Equirus pointed out that greater unbilled revenue was due to estimates on milestones, a case of aggressive account not necessarily fraud. It also explained away the whistleblower allegations on margin-dilutive deals as customer acquisition cost.
A note from Credit Suisse expressed more caution. “Whether proven or not, these allegations can lead to a lot of potential uncertainty for Infosys,” the report said.

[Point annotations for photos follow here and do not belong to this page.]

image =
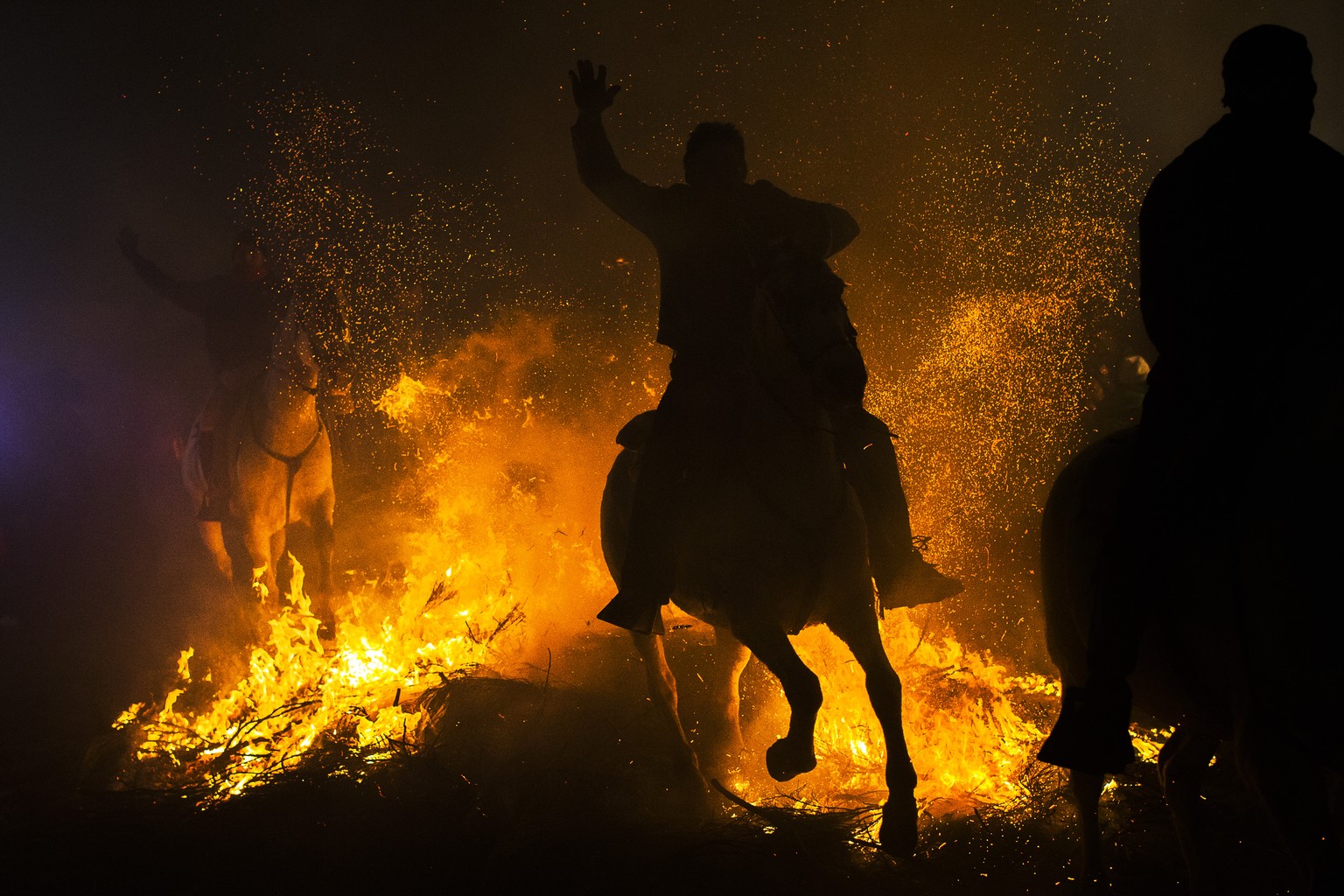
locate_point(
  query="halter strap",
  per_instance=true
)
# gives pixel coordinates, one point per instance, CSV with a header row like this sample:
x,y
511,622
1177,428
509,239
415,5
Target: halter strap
x,y
290,461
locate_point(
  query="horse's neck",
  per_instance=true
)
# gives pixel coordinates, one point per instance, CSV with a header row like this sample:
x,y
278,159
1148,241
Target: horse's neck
x,y
794,438
290,413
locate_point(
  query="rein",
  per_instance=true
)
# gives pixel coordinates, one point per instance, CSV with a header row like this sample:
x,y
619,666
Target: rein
x,y
290,461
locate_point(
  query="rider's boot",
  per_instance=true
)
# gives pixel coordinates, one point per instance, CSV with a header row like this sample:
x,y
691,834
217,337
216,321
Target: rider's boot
x,y
1093,730
648,571
903,578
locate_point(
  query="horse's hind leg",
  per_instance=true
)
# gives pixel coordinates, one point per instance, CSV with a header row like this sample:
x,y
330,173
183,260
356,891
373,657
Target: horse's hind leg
x,y
663,693
1086,788
1181,767
324,539
213,536
794,752
724,757
1292,788
900,833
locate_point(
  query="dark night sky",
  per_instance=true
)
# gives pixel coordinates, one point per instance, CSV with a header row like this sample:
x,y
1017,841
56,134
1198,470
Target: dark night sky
x,y
105,109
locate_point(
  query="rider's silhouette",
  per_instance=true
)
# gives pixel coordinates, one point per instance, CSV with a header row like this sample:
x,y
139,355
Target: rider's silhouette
x,y
709,233
1239,248
240,312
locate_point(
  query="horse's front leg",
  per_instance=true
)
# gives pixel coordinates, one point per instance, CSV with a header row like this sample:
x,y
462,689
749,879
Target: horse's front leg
x,y
794,754
858,627
1181,767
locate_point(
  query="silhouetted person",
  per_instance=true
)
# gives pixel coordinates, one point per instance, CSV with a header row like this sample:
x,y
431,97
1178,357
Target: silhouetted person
x,y
240,312
1239,246
707,234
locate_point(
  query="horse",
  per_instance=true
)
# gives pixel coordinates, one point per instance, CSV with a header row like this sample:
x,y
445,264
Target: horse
x,y
1241,659
776,542
280,464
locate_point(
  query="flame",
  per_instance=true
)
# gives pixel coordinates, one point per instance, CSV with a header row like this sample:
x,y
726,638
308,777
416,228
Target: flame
x,y
504,559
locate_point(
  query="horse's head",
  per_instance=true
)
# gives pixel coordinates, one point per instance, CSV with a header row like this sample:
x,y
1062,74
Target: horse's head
x,y
800,300
292,355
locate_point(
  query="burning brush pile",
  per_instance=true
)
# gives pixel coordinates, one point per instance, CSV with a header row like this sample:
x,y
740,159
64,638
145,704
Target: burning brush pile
x,y
503,572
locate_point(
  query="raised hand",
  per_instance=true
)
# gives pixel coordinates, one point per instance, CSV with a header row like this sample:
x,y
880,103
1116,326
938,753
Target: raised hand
x,y
592,92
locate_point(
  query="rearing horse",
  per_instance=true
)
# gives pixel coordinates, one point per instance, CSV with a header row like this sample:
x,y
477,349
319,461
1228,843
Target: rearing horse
x,y
280,464
777,543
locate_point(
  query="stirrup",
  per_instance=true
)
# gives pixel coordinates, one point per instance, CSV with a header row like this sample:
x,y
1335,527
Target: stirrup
x,y
917,582
1093,731
634,612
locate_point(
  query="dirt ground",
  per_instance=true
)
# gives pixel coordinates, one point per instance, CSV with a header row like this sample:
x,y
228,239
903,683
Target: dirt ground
x,y
562,788
553,783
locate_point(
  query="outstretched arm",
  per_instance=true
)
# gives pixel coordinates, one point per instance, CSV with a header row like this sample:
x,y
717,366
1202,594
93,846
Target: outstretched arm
x,y
185,294
599,171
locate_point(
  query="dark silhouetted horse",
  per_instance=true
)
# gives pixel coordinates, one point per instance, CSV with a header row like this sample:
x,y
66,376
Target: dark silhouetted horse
x,y
280,472
776,540
1242,659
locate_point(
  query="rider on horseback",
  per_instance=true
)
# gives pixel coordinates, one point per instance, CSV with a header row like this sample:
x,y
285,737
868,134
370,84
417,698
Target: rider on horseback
x,y
240,312
709,234
1245,222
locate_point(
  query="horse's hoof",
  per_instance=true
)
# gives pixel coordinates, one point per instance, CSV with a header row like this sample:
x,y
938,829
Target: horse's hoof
x,y
900,832
785,760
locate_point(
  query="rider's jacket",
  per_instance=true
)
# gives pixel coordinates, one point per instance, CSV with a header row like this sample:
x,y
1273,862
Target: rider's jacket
x,y
1239,248
240,316
706,243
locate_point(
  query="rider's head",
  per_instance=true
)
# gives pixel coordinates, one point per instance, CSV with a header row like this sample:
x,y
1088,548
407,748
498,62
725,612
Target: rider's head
x,y
715,156
250,256
1268,78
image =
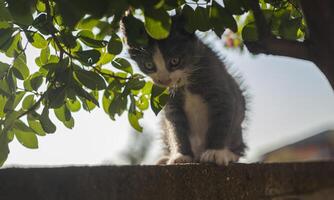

The nature of allegations and the fact that it comes from its own employees makes this a serious matter, in our view. If proven, this can lead to the CEO and CFO being fired with potential SEC investigations against them. Even if these are not proven, this can kick-start a period of potential uncertainty amidst management ranks and clients. It will not be unreasonable to assume that such issues eat significantly into mgmt. bandwidth which may have a bearing on growth and execution for a company of Infosys’ scale.Credit Suisse Report
Investors should watch critically for the outcome of the investigations, said a Macquarie report. “Any significant change in sales strategy, top management could increase uncertainty around growth,” it added.
While Morgan Stanley said this controversy could de-rate the company stock’s multiples until clarity emerges. The Infosys stock corrected to 11.6x PE in July 2013 when Narayana Murthy led restructuring and derated from 20x to 13x in 2017 surrounding the Panaya acquisition, the note pointed out.